Néanmoins, le bilan humain pourrait hélas s’alourdir dans les heures prochaines.

Entraide

Au niveau plus matériel, dans toutes les communes sinistrées, commence aussi la phase de nettoyage, de vidage des caves, du constat des dégâts et de l’entraide aussi, qui a déjà commencé, avec des sinistrés accueillis au chalet du stade du Panorama, à la salle des Minières et aux Caves du Val Chaineux (Stembert). Avec une collecte de dons, de vêtements et de meubles, que la Ville de Verviers va devoir s’atteler à coordonner, tout comme l’aide de bénévoles chez les sinistrés (ce devrait être via la plateforme mise en place pour la crise du Covid).

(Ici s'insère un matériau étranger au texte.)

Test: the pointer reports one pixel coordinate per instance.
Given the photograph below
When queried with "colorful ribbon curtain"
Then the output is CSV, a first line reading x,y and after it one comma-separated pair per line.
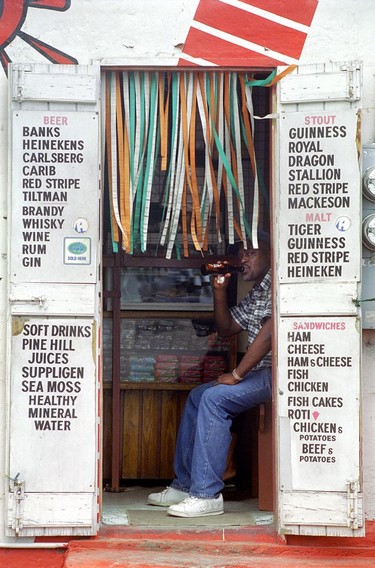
x,y
158,126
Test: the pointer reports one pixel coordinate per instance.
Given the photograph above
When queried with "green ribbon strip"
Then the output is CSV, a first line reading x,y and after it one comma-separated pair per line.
x,y
261,82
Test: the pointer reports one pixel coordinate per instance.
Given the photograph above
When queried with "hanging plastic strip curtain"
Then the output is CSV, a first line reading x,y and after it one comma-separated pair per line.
x,y
175,144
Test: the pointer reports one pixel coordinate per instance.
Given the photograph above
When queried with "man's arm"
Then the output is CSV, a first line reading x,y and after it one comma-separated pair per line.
x,y
256,351
225,324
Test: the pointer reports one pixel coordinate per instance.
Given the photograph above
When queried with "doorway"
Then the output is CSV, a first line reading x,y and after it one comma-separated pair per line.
x,y
186,173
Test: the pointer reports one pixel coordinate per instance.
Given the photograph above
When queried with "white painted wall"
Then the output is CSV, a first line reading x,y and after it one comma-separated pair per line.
x,y
151,32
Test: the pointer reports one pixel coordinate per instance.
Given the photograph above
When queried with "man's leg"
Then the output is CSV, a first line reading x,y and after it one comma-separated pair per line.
x,y
217,407
180,486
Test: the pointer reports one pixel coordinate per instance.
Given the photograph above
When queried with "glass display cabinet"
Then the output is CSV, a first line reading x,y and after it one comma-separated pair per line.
x,y
159,341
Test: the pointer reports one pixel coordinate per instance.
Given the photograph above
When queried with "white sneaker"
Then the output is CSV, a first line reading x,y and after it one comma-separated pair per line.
x,y
196,507
169,496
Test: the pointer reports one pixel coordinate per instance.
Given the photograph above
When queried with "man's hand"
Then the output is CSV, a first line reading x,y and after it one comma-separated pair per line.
x,y
221,281
227,379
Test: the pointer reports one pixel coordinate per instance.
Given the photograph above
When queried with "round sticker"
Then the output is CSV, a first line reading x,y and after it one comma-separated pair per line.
x,y
80,225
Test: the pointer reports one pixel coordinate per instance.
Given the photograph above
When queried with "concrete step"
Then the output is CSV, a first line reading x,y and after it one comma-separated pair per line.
x,y
208,549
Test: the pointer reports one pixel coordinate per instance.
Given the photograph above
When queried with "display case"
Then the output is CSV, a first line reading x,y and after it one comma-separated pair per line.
x,y
159,342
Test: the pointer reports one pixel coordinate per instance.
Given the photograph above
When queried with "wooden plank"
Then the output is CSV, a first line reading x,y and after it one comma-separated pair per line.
x,y
107,434
131,434
168,432
150,435
324,508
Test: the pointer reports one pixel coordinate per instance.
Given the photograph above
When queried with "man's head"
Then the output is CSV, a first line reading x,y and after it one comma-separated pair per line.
x,y
255,261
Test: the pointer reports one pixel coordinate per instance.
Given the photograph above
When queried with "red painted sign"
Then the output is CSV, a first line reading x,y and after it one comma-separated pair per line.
x,y
253,33
12,17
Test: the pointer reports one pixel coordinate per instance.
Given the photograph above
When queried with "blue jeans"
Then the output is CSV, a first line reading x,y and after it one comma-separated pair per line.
x,y
204,434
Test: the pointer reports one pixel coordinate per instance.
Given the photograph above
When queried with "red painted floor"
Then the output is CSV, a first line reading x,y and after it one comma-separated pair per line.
x,y
120,547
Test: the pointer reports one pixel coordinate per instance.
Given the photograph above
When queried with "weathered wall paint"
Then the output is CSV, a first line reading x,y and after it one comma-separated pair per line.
x,y
154,32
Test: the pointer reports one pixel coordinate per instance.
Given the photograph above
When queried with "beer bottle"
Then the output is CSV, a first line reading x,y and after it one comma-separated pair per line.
x,y
219,267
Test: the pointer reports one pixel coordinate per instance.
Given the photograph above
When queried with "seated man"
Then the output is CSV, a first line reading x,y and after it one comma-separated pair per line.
x,y
204,435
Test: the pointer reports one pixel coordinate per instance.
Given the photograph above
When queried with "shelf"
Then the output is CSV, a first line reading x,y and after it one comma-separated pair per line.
x,y
154,386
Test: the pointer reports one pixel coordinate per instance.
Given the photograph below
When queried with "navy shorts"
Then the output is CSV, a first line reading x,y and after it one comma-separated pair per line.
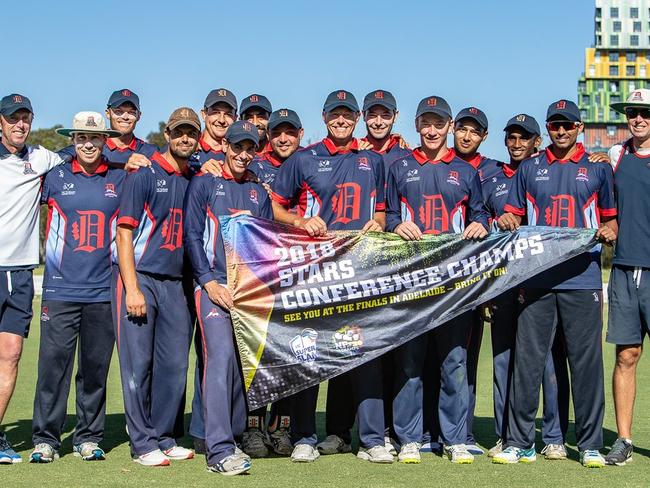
x,y
629,305
16,295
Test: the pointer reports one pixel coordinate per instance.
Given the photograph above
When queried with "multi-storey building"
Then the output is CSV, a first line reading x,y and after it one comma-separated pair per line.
x,y
617,64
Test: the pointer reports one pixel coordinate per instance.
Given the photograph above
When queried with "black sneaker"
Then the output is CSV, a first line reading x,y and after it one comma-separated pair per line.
x,y
620,453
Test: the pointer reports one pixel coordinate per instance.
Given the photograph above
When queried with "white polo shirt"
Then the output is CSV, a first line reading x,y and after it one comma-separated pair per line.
x,y
20,192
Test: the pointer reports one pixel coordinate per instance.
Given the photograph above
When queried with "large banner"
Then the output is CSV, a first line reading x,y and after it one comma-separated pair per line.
x,y
308,309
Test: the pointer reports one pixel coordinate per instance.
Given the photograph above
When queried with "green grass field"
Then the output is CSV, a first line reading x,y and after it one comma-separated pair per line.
x,y
340,470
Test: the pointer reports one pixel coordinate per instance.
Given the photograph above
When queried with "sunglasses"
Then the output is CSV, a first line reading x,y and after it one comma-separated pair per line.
x,y
633,112
566,125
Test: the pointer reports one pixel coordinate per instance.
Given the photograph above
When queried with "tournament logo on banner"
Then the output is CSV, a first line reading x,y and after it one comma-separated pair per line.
x,y
307,309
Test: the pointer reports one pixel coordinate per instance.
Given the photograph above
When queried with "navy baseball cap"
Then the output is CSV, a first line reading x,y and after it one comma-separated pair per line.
x,y
14,102
242,131
524,121
380,97
340,98
434,105
284,116
563,109
221,95
255,101
475,114
120,97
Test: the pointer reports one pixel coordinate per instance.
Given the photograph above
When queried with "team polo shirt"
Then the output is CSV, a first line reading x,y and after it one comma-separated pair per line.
x,y
265,166
203,154
207,198
20,186
82,211
631,184
496,180
391,152
570,193
114,154
152,204
343,186
438,196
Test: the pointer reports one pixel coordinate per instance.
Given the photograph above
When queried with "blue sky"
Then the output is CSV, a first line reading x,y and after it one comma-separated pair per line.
x,y
504,57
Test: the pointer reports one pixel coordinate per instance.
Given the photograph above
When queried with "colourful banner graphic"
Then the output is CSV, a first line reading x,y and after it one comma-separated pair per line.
x,y
308,309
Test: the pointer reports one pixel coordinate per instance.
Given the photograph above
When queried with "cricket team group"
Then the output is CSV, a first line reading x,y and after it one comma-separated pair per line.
x,y
134,258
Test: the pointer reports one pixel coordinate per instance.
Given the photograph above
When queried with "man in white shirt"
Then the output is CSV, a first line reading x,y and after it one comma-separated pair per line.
x,y
21,169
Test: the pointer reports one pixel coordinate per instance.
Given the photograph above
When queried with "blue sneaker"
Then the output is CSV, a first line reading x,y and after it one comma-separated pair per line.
x,y
514,455
7,453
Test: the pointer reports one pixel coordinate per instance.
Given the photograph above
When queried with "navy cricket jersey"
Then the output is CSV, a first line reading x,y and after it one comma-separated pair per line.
x,y
631,183
203,154
439,196
114,154
570,193
496,180
82,210
152,204
343,186
206,199
392,152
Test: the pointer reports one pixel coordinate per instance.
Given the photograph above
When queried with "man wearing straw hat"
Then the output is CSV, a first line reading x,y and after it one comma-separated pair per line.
x,y
82,199
629,285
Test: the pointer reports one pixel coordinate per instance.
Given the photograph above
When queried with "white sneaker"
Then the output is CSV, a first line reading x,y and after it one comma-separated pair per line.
x,y
254,443
178,453
333,444
377,454
391,445
458,454
304,453
153,458
410,453
496,449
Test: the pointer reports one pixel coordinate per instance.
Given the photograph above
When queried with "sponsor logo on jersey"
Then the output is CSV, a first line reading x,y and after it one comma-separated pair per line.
x,y
109,190
161,186
348,339
453,178
582,175
303,346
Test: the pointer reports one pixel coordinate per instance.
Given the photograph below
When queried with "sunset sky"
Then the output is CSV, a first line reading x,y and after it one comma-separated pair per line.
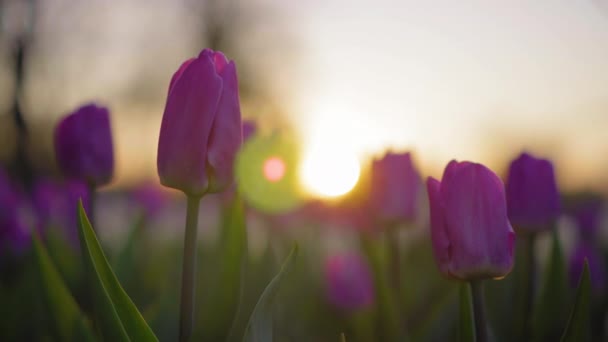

Dans les autres communes aussi, l’aide aux sinistrés est organisée, à Limbourg (accueil à la salle de la Bilstaintoise...), à Pepinster (au cercle Ozanam...).

L’énorme travail de nettoyage va prendre des jours et des jours. À Verviers, «le service des travaux, avec Maxime Degey (NDLR: échevin en charge du département), réquisitionne des machines et la Ville de Herve nous a aussi proposé son aide, nous allons peut-être lui demander qu’elle nous envoie des agents et du matériel», indique Muriel Targnion.

Des maisons instables?

Se pose aussi la question de la sécurité des habitants de maisons dont on peut craindre pour la stabilité, comme on a pu le déplorer à Pepinster, où une dizaine d’immeubles se sont effondrés, dans la nuit de mercredi à jeudi. «C’est un autre gros problème, reconnaît la bourgmestre de Verviers. Il est impossible, sur 8 km de bâti le long de la Vesdre, d’inspecter tout de suite toutes les maisons touchées. Comment alors interdire à des habitants de revenir chez eux, en cas de risques pour leur sécurité? Et comment leur assurer qu’ils n’y risquent rien? Je vais contacter les services du gouverneur pour qu’il y ait une coordination avec toutes les communes touchées, voire une décision générale à ce sujet.»